Ma perle chérie, ce soir, je m'installe avec un peu de retard, pour cause de "téléphonite" prolongée. Ma sœur Yvette, puis Mario T. , que nous croisions autour ds arènes, puis Corinne et Guy, puis à nouveau Yvette, qui m'a annoncé ne venir te voir que le soir, un rdv oublié le matin..... Notre journée ne s'est pas passée au mieux, hier au soir, tu avais vomi, çà a recommencé ce matin et encore ce soir, dès les premières bouchées de ton repas. Autant dire que tu n'as pas gardé grand chose dans l'estomac, toi qui disais hier vouloir reprendre des forces.....De quoi demain sera fait? Déjà que ce matin je te trouvais plus petite mine qu'hier, et que rien ne s'est amélioré de ce jour....J'ai de plus en plus peur! Mais comme m'a dit Mario, tout-à-l'heure, il me faut gravir la montagne, et donc tout faire pour y arriver....
Encore une découverte qui m'a troublé: deux fois, aujourd'hui, j'ai vu des petites touffes de tes cheveux qui couraient sur le sol de la chambre. Tes beaux cheveux roux et gris-blancs, qui font l'admiration de beaucoup de femmes de ton âge, même plus jeunes,- elles croient souvent que tu te fais faire une couleur !!!- sont l'ultime méfait de ta dernière saleté de chimio. L'autre jour, une petite touffe était restée collée contre ma poitrine . Aujourd'hui, c'est l'arrière de ta tête tout entier qui apparaît presque nu, contre l'oreiller, heureusement que tu ne peux pas le voir....As-tu seulement conscience de cette chose terrible pour une femme si coquette, et qui me remplit de peine pour toi, ma "petite femme", comme tu aimais que je t'appelle?

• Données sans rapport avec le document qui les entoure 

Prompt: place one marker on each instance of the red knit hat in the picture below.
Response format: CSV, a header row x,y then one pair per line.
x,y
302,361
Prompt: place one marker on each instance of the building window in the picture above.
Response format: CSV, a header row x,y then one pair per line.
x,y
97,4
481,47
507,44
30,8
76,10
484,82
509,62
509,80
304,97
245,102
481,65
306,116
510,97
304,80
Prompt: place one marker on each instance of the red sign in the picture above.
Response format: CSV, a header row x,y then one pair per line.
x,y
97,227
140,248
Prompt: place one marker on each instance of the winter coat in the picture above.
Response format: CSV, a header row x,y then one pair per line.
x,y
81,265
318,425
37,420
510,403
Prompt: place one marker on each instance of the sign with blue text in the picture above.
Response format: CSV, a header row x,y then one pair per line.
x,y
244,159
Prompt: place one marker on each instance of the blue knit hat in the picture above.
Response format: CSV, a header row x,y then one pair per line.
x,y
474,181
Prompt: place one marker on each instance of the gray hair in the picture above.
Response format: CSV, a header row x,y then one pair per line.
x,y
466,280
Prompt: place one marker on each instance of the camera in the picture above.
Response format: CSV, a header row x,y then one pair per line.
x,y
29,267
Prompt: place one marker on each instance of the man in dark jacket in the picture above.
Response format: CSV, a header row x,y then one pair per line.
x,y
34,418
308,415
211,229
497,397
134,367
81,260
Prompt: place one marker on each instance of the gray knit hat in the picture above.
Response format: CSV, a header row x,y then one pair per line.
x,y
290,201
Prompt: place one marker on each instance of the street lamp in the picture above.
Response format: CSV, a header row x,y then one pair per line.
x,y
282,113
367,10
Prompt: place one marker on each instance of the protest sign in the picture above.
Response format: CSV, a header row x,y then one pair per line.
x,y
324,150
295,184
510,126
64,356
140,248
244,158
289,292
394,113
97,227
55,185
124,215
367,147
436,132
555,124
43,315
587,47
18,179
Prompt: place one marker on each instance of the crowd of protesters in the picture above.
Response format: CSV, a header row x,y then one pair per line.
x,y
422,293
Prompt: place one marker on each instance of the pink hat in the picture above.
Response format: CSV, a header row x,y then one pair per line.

Cette journée a été assez éprouvante. D'abord, tu parles peu, de moins en moins, et de plus en plus faiblement, tu murmures, et je suis obligé de tendre l'oreille près de tes lèvres. Et souvent je ne sais que faire ou que dire, devant ses yeux chéris qui se ferment peu ou prou pour que je sache si tu vas dormir, sommeiller, ou seulement te reposer sans rien dire. Parfois, c'est un geste, avec le doigt, un mot à peine distinct, ou mal compris, et je me lève, deux fois, dix fois, cinquante fois, pour t'entourer et te gâter comme je veux que tu le sois. Comme tu le mérites, ma bichette. Mais le soir, quand je te quitte, j'ai comme l'impression d'avoir accompli une rude journée, à tourner et retourner vingt et cent fois dans ce petit endroit confiné. A te servir, à t'être agréable, à te rendre plus doux ces instants qui nous sont comptés. Qui te font certainement souffrir, malgré les antalgiques et autres antidépresseurs, et qui me font crever de douleur et de chagrin.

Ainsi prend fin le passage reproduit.